And then this association can come up overall, but it’s indeed it’s only relevant for a subgroup. And maybe, if you target the other groups can; it can be harmful to target this. Right. So we don’t know. And that’s why we wanted to show that we have to analyze the heterogeneity and not only say, oh, we see a particular global effect or p-value.

Right. And we can replicate it. Maybe that’s it. It’s not the end of the story. We have to look into subgroups more carefully, especially in diseases where we already know that we have phenotypic heterogeneity even, right?

Alice: Yes. And this brings also the question of how to find new markers or new targets because here in this example, the way you stratify is based on known risk factors. So you know what to look for and you know how to stratify. Sometimes there might be a differential effect between different subgroups that we don’t know about because we simply don’t know that the subgroups exist. Like we don’t know that something is a risk factor because it hasn’t been discovered yet.

Gabi: So that was at the end of working on this paper exactly something that we cut out for the new analysis that we go away from known risk factors to a stratification using the metabolomics data. So I’m approaching things from the other end questioning whether we can use part of metabolomic status, specific metabolites, subgroup, individuals, and then in a second step, check whether we see associations with AD phenotypes and that’s something we are currently putting together in another publication where we use this approach of sub-grouping using the metabolomic state.

Alice: And this is one of the powers of metabolomics! Would you say that there is a similar kind of hope now with metabolomics there was with genomics because 20 years ago, genomics was going to solve biology, kind of, and there are lots of things that were found out and there are lots of things that are still being done with genomics, but there are lots of things that we now know don’t just rely on our genetic code or even how it’s regulated at the epigenomic level that there are things that happen directly at the metabolite level or that are visible later at the metabolite level.

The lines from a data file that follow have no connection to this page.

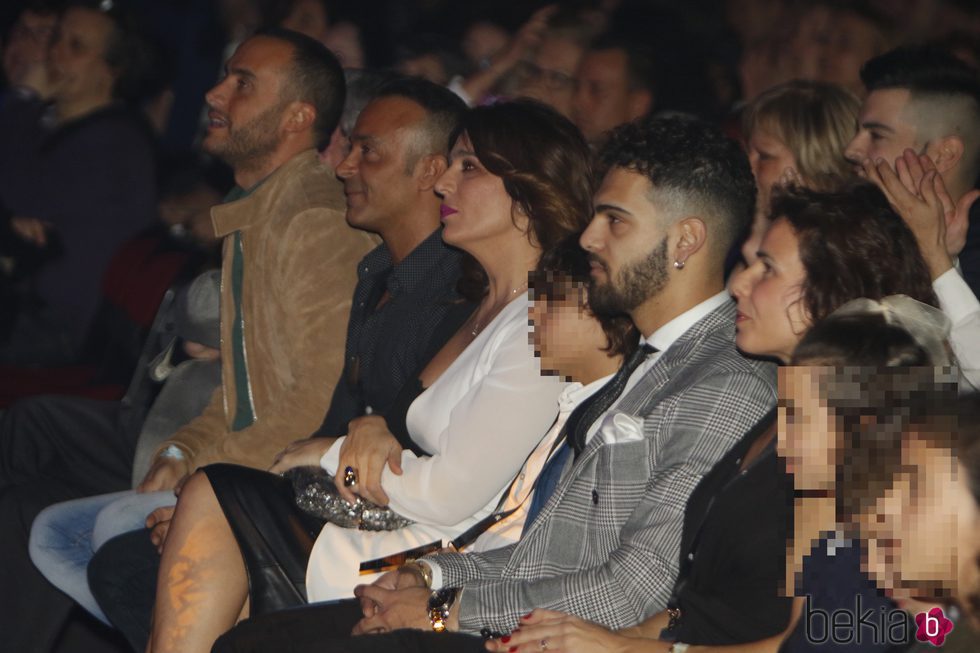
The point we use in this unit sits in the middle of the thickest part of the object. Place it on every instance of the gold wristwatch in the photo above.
(440, 602)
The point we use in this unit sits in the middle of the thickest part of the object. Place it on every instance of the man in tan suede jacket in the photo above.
(289, 264)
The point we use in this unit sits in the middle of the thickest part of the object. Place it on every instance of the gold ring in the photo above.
(350, 477)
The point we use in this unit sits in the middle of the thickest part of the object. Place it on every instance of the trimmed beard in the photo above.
(253, 141)
(633, 285)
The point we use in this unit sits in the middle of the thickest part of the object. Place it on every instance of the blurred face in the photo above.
(771, 319)
(245, 109)
(769, 158)
(922, 533)
(427, 66)
(308, 17)
(482, 41)
(76, 66)
(28, 42)
(564, 333)
(476, 209)
(192, 211)
(602, 95)
(378, 183)
(550, 77)
(627, 244)
(807, 437)
(344, 40)
(883, 130)
(810, 43)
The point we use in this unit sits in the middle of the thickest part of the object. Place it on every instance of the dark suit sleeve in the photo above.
(344, 406)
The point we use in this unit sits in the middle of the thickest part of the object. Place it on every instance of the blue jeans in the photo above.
(65, 536)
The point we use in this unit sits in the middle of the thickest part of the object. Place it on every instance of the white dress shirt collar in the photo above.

Do you see a new kind of hope coming from metabolomics?

Gabi: Yes. I see the hope that we can get information on different parts of lifestyle and genetic influences that come together in an individual directly with one measurement that’s I think the promise and the hope of metabolomics. I think we are getting close to what makes it always very complicated is that we have this fluctuation of metabolism all the time. So anything will influence the metabolome. Be it what you ate two days ago, or whether you did a lot of exercise the week before it all will influence your current metabolome. I think there are two solutions. One is to have a good knowledge of this fluctuation. By looking into time resolved data. That’s another branch of the group where we are very interested in understanding when do we see which metabolites are affected by these things, which ones are not. To get a really good knowledge about this [time resolution] is one solution, in my opinion, the other good news is that even if we use metabolomics data from all these different points during the day and all these different challenges, like exercise, different types of nutrition, if you take it all together, we have seen that the metabolomes of an individual is a very stable thing. Even over years, we have shown that.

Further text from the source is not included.